DAS LEMNISCAAT probeerde in haar maakproces hun onderwerp, de medemens, van zo dichtbij mogelijk te leren kennen. Daarbij schuwde de makers niet om conventionele thema's opnieuw te onderzoeken. Zo deden ze onderzoek bij de 'verschoppelingen' van de maatschappij, zoals de techno-scène in Berlijn en de Nederlandse porno-industrie, maar zijn ze ook langs de Amsterdamse bejaardentehuizen gegaan. In hun werk waren zij open en probeerde hun eigen en elkaars (voor)oordeel steeds opnieuw te bevragen.

Ze onderzochten thema's en werelden die ze wel kennen, maar niet helemaal vatten. En hen daardoor intrigeren. Hiervoor gingen ze eerst een week zoveel mogelijk ervaren wat er in die wereld gebeurt, om vanuit de ervaringen en inspiratie die ze opdeden bestaande teksten en filosofieën te zoeken die aansloot bij het thema en hen een verdiepende laag gaf. Zo danst Kalkbrenner met Camus, deelt Kim Holland de lakens met Guy Débord en strijden Kairos en Joke Hermsen fanatiek om de eerste bingo-prijs in verzorgingshuis 'De laatste lente'.

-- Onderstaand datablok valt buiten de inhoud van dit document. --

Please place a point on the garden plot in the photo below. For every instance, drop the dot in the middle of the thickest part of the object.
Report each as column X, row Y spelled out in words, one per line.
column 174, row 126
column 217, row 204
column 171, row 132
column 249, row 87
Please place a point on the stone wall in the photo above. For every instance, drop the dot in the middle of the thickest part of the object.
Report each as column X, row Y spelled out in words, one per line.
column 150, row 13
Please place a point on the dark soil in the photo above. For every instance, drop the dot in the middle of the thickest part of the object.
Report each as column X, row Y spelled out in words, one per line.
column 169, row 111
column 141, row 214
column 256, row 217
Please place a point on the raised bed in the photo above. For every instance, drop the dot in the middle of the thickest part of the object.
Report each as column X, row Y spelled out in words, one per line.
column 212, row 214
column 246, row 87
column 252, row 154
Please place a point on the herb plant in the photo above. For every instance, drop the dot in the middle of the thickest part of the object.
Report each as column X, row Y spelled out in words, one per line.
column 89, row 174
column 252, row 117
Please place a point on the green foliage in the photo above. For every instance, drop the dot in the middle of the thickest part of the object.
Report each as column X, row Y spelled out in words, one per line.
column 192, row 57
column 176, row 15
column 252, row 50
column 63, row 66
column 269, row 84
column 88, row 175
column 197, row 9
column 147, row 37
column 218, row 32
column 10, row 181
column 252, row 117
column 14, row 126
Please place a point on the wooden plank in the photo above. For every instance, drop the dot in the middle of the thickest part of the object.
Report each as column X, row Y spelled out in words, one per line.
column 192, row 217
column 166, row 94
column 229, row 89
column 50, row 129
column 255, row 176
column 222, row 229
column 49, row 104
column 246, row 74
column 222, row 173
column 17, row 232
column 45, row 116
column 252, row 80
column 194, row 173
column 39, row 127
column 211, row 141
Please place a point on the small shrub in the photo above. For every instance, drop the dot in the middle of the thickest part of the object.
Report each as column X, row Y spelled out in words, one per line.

Door de (oude) filosofieën, hun ervaringen en bevindingen tijdens het onderzoek en hun eigen authenticiteit te combineren, maakte ze voorstellingen met een grote persoonlijke verbinding. Dichtbij zichzelf en daardoor universeel.

Het collectief DAS LEMNISCAAT bestaat niet meer, maar gaat in een andere vorm verder. De stichting blijft echter wel bestaan om mooie projecten te kunnen blijven realiseren.